遺留分減殺において価額弁償の抗弁がなされたときの判決主文について

 受遺者が、当該訴訟手続において、事実審口頭弁論終結前に、裁判所が定めた価額により民法一〇四一条の規定による価額の弁償をなすべき旨の意思表示をした場合には、裁判所は、右訴訟の事実審口頭弁論終結時を算定の基準時として弁償すべき額を定めた上、受遺者が右の額を支払わなかったことを条件として、遺留分権利者の目的物返還請求を認容すべきものと解するのが相当である。

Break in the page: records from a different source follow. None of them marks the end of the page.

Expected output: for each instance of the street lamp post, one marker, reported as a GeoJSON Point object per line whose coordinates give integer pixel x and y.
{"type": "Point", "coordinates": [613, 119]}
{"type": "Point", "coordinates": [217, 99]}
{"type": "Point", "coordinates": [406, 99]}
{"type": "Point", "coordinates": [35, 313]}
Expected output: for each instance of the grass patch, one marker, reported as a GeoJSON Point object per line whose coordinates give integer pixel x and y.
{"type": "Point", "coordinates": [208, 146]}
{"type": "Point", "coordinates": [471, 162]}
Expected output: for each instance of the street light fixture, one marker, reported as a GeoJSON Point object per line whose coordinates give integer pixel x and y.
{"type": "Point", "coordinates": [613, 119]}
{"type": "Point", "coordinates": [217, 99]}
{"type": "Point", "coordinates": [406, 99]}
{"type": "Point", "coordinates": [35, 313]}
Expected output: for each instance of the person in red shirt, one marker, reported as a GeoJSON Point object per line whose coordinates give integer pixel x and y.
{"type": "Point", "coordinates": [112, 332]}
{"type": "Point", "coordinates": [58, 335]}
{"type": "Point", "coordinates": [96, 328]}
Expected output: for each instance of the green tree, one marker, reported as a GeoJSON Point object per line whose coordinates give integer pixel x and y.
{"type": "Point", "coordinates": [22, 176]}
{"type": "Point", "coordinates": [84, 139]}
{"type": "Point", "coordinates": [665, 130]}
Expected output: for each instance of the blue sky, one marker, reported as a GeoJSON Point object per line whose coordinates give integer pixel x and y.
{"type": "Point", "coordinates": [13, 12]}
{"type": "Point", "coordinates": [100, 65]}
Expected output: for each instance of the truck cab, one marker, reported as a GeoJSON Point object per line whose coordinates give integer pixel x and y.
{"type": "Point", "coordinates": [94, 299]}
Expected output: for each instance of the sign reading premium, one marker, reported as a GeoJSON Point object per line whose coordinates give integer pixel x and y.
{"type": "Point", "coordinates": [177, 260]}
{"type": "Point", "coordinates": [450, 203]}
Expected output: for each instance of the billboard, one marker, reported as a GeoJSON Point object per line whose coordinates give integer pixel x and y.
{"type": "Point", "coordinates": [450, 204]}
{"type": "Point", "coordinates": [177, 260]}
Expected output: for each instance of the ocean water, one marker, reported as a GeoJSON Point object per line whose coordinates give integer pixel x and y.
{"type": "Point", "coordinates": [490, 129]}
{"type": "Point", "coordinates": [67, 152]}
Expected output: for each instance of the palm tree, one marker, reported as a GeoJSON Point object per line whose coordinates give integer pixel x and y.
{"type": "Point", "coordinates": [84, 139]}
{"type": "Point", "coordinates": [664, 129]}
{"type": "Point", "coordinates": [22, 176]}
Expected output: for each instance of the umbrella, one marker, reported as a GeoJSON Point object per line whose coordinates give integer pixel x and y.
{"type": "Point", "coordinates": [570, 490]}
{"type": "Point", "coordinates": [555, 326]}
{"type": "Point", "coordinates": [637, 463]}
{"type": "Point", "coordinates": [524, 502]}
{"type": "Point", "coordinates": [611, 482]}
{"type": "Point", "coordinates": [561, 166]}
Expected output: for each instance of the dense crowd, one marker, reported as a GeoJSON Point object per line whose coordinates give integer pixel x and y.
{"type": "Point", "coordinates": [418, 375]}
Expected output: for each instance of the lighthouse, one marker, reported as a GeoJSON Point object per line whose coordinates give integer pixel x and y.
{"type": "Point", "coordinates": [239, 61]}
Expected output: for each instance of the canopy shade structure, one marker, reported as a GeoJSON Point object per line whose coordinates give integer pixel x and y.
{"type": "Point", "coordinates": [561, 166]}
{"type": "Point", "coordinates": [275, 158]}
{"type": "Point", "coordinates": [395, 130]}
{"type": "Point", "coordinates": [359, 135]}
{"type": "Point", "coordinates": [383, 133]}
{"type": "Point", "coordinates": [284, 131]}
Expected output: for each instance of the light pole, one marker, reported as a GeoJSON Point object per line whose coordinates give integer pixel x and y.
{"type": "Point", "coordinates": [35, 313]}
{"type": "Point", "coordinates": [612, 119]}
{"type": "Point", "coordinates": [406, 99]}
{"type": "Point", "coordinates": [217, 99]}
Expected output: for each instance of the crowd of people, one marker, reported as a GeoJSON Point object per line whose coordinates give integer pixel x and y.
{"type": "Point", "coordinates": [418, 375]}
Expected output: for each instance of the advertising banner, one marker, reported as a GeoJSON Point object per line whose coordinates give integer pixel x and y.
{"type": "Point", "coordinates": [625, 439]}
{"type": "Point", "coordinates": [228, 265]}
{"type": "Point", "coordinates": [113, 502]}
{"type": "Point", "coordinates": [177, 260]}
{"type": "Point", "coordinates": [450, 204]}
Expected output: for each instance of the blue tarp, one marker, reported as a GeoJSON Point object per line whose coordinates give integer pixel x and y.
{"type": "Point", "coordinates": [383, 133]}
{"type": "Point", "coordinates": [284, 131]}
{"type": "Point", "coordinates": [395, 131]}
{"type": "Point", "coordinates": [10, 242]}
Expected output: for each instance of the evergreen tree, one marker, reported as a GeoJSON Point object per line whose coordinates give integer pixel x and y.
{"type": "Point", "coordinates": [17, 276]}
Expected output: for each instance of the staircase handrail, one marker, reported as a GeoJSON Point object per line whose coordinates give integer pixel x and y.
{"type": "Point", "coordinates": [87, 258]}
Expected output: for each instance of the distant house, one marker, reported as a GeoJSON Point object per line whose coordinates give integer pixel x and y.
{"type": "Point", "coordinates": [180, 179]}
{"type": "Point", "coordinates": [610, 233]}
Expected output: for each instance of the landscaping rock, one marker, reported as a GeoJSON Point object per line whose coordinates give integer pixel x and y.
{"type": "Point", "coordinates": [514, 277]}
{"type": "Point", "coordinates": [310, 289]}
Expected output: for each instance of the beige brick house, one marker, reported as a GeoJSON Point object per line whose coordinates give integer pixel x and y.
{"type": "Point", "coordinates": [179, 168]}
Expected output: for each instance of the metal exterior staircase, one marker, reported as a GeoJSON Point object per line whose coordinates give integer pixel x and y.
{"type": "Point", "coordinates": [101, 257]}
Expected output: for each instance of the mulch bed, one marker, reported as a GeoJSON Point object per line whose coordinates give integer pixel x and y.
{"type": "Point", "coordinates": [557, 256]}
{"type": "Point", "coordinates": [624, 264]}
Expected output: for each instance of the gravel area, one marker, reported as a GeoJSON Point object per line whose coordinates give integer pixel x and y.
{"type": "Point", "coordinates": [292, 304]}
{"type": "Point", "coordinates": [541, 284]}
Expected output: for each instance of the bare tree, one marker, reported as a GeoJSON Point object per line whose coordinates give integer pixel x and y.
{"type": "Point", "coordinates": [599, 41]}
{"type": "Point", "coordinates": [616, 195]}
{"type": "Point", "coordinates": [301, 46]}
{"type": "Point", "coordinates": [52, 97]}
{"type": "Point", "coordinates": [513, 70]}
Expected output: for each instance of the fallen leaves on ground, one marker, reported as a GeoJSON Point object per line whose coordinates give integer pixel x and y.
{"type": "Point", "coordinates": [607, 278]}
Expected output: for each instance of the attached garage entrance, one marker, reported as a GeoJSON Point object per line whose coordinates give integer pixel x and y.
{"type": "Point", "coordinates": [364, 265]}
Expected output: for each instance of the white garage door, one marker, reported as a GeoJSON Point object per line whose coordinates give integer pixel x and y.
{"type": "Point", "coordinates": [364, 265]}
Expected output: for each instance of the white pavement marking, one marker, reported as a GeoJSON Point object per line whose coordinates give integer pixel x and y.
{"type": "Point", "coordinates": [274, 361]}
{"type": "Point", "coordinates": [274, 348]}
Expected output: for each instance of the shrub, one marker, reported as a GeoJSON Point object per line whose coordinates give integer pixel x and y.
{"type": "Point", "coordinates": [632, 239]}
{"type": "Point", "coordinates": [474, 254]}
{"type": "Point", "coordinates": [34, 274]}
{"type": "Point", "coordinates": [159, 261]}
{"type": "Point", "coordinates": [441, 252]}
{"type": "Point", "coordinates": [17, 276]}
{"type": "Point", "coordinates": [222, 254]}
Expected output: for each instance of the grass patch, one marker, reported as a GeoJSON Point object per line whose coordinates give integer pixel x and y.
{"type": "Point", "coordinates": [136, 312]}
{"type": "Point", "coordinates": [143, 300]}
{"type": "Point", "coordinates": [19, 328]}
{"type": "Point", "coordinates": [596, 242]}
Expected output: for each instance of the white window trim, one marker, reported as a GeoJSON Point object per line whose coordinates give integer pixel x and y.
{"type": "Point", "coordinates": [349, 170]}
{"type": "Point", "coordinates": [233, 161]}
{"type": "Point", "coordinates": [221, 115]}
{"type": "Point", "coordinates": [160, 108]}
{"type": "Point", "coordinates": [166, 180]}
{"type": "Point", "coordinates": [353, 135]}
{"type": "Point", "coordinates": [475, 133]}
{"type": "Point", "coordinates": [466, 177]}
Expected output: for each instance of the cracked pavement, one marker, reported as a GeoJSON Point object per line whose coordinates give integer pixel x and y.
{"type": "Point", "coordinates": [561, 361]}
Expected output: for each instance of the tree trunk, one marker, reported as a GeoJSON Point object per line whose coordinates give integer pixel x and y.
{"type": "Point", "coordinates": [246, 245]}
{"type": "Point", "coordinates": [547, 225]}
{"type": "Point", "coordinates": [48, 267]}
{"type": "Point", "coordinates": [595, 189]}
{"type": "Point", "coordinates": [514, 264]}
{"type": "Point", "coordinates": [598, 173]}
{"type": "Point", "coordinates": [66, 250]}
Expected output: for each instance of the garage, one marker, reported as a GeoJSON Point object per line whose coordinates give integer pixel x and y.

 けだし、受遺者が真に民法一〇四一条所定の価額を現実に提供して遺留分権利者に帰属した目的物の返還を拒みたいと考えたとしても、現実には、遺留分算定の基礎となる遺産の範囲、遺留分権利者に帰属した持分割合及びその価額の算定については、関係当事者間に争いのあることも多く、これを確定するためには、裁判等の手続において厳密な検討を加えなくてはならないのが通常であるから、価額弁償の意思を有する受遺者にとっては民法の定める権利を実現することは至難なことというほかなく、すべての場合に弁償すべき価額の履行の提供のない限り価額弁償の抗弁は成立しないとすることは、同法条の趣旨を没却するに等しいものといわなければならない。したがって、遺留分減殺請求を受けた受遺者が、単に価額弁償の意思表示をしたにとどまらず、進んで、裁判所に対し、遺留分権利者に対して弁償をなすべき額が判決によって確定されたときはこれを速やかに支払う意思がある旨を表明して、弁償すべき額の確定を求める旨を申し立てたという本件のような場合においては、裁判所としては、これを適式の抗弁として取り扱い、判決において右の弁償すべき額を定めた上、その支払と遺留分権利者の請求とを合理的に関連させ、当事者双方の利害の均衡を図るのが相当であり、かつ、これが法の趣旨にも合致するものと解すべきである。